Mas a minha primeira abordagem séria desta ideia deu-se com o Felipe. Ele debate-se com os seus muitos fracassos internalizados, alguns já ligados à sua queeridade escondida, que se tornaria um tema central anos mais tarde em We Prefer the Damned. Ele tem uma paixão por um novo heterónimo que inventei, o filho de Alberto Caeiro, o verdadeiro “guardador de rebanhos”. Quis acrescentar o meu heterónimo ao panteão do Pessoa. Foi a minha maneira de me situar na tradição literária do modernismo português. Com algumas referências a Camões e ao fado, foi uma das primeiras tentativas de me ligar a coisas portuguesas para lá da minha experiência pessoal.
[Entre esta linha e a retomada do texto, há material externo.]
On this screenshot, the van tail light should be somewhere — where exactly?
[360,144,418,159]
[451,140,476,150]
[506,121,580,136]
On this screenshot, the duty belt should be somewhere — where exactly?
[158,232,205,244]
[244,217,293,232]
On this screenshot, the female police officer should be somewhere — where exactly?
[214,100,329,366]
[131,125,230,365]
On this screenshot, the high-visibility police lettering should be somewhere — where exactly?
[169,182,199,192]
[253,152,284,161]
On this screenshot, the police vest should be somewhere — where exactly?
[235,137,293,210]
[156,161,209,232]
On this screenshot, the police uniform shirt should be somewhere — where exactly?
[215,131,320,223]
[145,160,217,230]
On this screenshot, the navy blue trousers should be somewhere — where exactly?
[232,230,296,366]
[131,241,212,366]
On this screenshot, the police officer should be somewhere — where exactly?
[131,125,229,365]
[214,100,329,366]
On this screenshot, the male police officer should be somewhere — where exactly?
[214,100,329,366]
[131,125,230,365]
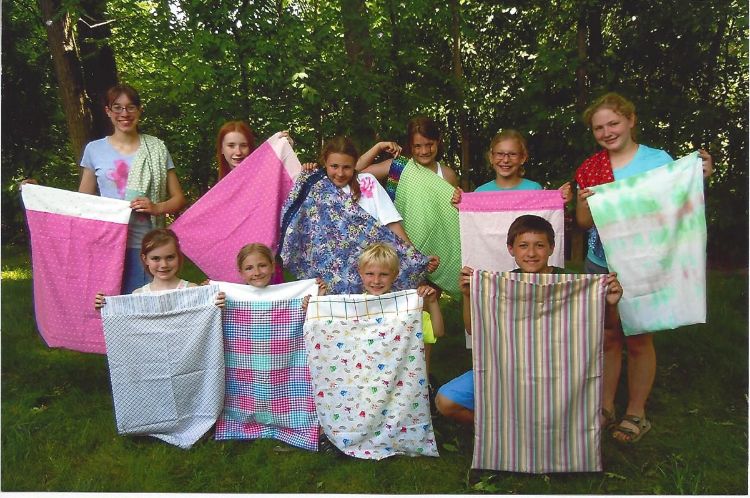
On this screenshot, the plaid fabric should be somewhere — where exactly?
[216,298,318,451]
[589,152,706,335]
[396,159,461,297]
[471,271,606,473]
[305,290,438,460]
[102,285,224,449]
[385,156,407,202]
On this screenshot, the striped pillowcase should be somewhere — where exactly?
[471,271,606,473]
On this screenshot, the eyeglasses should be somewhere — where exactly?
[492,152,520,159]
[109,104,138,114]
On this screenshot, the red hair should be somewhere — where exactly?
[216,121,255,180]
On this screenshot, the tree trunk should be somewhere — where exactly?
[450,0,471,190]
[77,0,117,139]
[39,0,92,158]
[341,0,375,148]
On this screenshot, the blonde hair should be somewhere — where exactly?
[141,228,184,277]
[487,128,529,176]
[583,92,637,140]
[237,242,274,271]
[357,242,401,275]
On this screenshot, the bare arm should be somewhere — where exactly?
[576,188,594,230]
[386,221,414,246]
[78,167,96,195]
[442,164,458,187]
[354,142,401,174]
[417,285,445,337]
[357,159,393,182]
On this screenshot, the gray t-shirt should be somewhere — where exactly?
[81,137,174,248]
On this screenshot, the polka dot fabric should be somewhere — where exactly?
[23,185,131,354]
[171,136,300,283]
[576,150,615,188]
[102,285,224,449]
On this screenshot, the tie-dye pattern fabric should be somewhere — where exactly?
[279,170,428,294]
[21,184,131,354]
[216,280,318,451]
[588,152,706,335]
[471,271,606,473]
[458,190,565,271]
[170,133,302,283]
[305,290,438,460]
[396,159,461,297]
[102,285,224,449]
Curiosamente, a árvore genealógica, no início do livro, foi uma das últimas coisas a surgir. Não foi ideia minha, gostava muito que tivesse sido. Veio de um dos meus melhores amigos da altura, que tinha lido praticamente tudo o que eu escrevera até então. Percebi imediatamente que era a ideia certa. Colava tudo.
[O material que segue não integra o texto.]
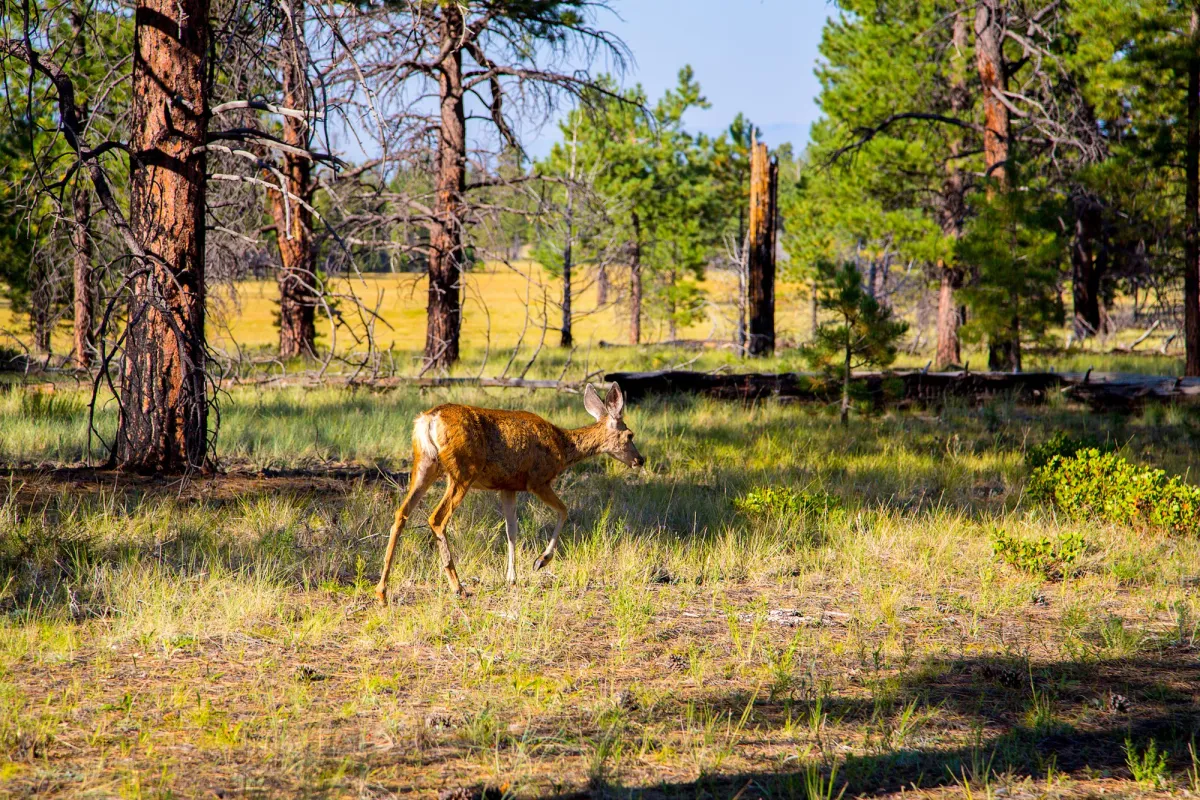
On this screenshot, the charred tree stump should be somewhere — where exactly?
[272,0,317,359]
[746,136,779,356]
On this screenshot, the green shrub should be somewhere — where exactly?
[1030,447,1200,534]
[1025,431,1108,469]
[733,486,840,517]
[991,530,1086,578]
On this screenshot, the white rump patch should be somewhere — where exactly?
[413,414,440,461]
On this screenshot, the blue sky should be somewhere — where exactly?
[527,0,833,155]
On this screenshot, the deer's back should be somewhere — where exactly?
[419,404,569,492]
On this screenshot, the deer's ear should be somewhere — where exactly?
[604,384,625,420]
[583,384,605,422]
Este livro demorou 10 anos do começo ao fim, e foi a minha primeira tentativa de pôr um pé nos Açores e outro nos Estados Unidos, como um colosso. E, como a estátua grega original, sabia que, quando tudo estivesse dito e feito, o mais provável era que só sobrassem uns pés desmembrados para marcar que alguém tinha estado ali, quem quer que fosse.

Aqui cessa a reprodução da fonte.